Cloud Endpoints provides quotas, which let you control the rate at which applications can call your API. Setting a quota lets you specify usage limits to protect your API from an excessive number of requests from calling applications. The excessive requests might have been caused by a simple typo or from an inefficiently designed system that makes needless calls to your API. Regardless of the cause, blocking traffic from a source once it reaches a certain level is necessary for the overall health of your API. By setting a quota, you ensure that one application cannot negatively impact other applications that use your API.

This page provides an overview of the key functionality provided by quotas.

Requests are tied to the consumer project

After you configure a quota, Endpoints tracks the number of requests per minute per consumer Google Cloud project. Each application that calls your API must:

Have a Google Cloud project.
Have enabled your API in their Google Cloud project.
Send an API key with each request to your API. This lets Endpoints identify the Google Cloud project that the calling application is associated with and to increment the request counter for the Google Cloud project.

You can either have your API consumers create their own projects in the Google Cloud console, or you can create the projects for them. Because Endpoints enforces quotas per project, you must have one project for each API consumer.

Limit the number of requests per minute

By setting a quota, you can limit the number of requests per minute to your entire API or only to specific methods. If the client code from a consumer project exceeds the limit that you have configured, the request is rejected before it gets to your API, and an HTTP status code of 429 too many requests is returned. Calling applications will need to handle the 429 status code and use exponential backoff or some other retry logic to decrease the rate of calls to your API.

Configure one or more quotas

You can configure one or more named quotas and specify a different rate limit for each quota. For example, you could have some methods in your API that are resource-intensive (such as a method that runs a complex query and returns a large list of results), and other methods that are fast and lightweight. You might want to configure two quotas with different rate limits, and associate the resource-intensive methods with one quota, and the lightweight methods with the other quota.

Configure a cost

When you associate a method with a quota, you always specify a cost for the request. This allows different methods to consume the same quota at different rates. You can use costs as an alternative to configuring different quotas. For example, suppose you configure a quota with a limit of 1000 requests per minute. For the lightweight methods, you configure a cost of 1, which means clients can call the lightweight methods 1000 times per minute. For the resource-intensive methods, you configure a cost of 2, which means that each time the client calls the method, the request counter is incremented by 2, until the limit of 1000 is reached. In effect, this limits the resource-intensive methods to 500 requests per minute.
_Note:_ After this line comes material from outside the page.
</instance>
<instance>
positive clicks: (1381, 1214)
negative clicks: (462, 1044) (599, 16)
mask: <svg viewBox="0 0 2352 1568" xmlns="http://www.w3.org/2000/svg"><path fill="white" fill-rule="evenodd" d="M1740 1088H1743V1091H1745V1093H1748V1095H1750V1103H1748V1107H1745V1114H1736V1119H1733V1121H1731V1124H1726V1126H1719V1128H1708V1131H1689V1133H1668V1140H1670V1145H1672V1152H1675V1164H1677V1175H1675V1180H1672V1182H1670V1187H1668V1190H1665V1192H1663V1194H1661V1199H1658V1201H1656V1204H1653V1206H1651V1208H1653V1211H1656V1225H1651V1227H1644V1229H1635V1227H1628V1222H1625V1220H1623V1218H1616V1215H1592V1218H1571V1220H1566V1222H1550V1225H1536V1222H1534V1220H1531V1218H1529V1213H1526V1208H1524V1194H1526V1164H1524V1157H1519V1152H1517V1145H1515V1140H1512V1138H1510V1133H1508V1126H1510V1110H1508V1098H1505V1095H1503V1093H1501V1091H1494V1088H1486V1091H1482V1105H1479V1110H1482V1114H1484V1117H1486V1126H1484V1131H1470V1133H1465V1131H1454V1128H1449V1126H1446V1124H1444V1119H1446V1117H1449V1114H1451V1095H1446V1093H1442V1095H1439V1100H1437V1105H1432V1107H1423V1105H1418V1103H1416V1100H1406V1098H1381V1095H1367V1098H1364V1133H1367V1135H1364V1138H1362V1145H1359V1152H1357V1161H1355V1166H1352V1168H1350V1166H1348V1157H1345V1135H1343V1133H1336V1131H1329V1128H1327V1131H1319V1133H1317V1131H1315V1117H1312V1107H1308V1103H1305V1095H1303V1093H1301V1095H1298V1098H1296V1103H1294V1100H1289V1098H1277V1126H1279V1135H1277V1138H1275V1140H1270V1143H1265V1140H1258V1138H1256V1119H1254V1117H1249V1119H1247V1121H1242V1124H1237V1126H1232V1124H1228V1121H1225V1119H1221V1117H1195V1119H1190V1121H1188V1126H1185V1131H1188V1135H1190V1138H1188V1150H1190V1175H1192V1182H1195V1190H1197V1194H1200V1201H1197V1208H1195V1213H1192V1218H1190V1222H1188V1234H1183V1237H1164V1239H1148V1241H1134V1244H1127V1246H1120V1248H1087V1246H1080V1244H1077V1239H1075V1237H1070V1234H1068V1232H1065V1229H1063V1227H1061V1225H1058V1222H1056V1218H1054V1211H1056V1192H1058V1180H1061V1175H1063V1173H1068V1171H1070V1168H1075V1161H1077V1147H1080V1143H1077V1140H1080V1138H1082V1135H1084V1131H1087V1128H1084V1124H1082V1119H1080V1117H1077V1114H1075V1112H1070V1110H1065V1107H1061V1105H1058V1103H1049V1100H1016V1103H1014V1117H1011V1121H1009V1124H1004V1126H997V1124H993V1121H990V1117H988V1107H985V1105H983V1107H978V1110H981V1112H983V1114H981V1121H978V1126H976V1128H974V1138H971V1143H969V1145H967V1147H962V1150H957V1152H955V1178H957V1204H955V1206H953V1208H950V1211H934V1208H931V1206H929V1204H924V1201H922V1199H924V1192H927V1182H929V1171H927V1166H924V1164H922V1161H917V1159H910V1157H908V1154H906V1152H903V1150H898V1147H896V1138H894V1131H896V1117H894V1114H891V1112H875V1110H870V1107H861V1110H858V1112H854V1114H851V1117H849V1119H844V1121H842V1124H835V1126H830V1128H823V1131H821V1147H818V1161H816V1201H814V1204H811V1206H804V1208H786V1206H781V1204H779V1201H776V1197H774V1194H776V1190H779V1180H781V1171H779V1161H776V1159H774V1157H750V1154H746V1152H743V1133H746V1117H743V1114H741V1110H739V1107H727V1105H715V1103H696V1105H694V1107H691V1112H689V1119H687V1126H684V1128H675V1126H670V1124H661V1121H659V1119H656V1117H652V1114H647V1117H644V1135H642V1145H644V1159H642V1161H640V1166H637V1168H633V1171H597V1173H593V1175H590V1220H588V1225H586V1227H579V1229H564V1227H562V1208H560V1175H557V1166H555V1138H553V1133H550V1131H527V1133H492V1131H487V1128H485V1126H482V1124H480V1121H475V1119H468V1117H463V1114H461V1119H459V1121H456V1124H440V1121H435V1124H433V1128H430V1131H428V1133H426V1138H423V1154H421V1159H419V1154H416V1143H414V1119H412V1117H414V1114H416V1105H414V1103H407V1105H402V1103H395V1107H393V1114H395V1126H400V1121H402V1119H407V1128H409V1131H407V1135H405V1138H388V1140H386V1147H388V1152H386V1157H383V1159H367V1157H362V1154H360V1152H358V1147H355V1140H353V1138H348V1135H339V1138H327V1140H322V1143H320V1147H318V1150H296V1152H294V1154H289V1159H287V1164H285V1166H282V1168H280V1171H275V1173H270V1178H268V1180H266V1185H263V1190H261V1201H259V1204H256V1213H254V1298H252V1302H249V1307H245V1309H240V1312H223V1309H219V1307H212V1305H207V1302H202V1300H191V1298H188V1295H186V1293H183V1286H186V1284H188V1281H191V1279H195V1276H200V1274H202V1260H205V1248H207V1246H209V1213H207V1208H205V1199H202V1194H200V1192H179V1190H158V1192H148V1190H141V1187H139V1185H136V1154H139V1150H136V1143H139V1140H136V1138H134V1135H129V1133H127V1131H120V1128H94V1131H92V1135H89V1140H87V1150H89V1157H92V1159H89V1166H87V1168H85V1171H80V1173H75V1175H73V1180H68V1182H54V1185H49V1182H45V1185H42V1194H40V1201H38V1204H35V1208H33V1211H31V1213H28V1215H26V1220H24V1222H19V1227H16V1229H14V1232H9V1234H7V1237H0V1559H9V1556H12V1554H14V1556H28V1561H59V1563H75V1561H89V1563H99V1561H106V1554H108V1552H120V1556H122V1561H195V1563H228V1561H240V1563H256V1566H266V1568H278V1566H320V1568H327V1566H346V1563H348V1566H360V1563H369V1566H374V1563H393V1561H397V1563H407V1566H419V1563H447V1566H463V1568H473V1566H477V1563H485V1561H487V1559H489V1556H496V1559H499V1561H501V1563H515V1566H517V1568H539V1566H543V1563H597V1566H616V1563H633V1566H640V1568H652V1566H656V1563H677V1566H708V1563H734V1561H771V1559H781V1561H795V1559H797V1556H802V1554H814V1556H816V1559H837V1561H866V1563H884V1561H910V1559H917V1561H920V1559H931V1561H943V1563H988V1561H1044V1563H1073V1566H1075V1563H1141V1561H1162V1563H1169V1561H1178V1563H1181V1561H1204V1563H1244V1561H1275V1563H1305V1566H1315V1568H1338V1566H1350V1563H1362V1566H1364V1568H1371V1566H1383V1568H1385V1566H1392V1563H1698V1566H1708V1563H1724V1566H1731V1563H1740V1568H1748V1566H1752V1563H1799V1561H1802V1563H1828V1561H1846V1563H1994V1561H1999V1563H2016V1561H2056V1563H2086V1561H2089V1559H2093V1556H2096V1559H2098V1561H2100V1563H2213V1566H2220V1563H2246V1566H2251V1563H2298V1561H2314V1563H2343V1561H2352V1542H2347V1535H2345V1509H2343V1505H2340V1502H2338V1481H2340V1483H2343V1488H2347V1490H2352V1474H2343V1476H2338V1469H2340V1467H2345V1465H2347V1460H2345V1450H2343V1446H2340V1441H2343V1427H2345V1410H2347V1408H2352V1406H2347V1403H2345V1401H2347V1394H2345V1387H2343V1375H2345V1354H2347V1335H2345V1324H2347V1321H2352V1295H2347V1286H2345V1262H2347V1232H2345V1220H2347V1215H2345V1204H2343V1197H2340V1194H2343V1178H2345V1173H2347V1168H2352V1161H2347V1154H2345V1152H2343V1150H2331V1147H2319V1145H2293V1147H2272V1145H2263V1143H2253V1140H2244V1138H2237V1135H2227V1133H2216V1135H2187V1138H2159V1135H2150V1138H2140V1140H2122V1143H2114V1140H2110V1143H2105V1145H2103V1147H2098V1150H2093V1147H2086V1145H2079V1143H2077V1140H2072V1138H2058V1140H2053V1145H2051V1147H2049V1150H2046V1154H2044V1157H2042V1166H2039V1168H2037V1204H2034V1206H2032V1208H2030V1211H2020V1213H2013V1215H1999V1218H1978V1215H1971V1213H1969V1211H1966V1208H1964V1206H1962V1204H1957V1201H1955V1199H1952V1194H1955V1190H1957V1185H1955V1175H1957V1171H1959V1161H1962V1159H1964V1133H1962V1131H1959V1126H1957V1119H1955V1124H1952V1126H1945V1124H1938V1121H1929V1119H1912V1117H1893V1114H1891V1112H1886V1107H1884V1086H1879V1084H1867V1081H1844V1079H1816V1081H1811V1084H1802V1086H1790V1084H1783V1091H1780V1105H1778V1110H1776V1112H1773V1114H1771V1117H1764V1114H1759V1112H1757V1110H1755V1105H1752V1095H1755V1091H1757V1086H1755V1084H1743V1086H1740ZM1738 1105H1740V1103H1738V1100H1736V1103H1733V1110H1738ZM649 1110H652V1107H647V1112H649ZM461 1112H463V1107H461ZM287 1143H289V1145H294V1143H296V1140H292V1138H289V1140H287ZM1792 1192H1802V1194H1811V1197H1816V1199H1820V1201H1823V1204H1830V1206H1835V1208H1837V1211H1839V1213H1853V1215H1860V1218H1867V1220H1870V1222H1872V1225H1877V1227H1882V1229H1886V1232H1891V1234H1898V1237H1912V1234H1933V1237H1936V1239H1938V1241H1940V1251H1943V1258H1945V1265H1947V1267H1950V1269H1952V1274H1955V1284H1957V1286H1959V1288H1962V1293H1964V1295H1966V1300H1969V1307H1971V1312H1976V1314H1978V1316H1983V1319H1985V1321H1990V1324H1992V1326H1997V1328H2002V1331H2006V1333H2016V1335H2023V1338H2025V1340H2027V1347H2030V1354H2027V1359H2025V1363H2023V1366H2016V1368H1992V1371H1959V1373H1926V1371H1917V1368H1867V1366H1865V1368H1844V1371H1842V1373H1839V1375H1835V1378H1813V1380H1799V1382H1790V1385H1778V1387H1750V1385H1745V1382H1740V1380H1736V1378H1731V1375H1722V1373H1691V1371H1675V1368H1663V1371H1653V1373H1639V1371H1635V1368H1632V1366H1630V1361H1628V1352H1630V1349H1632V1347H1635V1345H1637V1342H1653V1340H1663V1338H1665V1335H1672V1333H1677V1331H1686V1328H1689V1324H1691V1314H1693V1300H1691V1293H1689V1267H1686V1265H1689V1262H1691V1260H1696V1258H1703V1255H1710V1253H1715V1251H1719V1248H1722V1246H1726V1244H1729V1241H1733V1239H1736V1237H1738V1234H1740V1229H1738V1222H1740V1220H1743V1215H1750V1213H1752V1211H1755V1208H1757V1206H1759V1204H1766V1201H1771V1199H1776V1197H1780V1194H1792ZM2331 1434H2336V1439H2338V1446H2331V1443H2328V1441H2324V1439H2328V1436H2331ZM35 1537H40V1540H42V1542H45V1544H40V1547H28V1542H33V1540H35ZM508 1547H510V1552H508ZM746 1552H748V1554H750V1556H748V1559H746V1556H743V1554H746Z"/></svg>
Override the configured quota

The Endpoints > Services page displays the quota configured for each method in your API. If needed, you can override the configured limit for a specific consumer project. To set an override, you need to enter the project number of the consumer project on the Endpoints > Services page. If you don't have access to the consumer project that you want to override, you need to contact someone who has access to obtain the project number.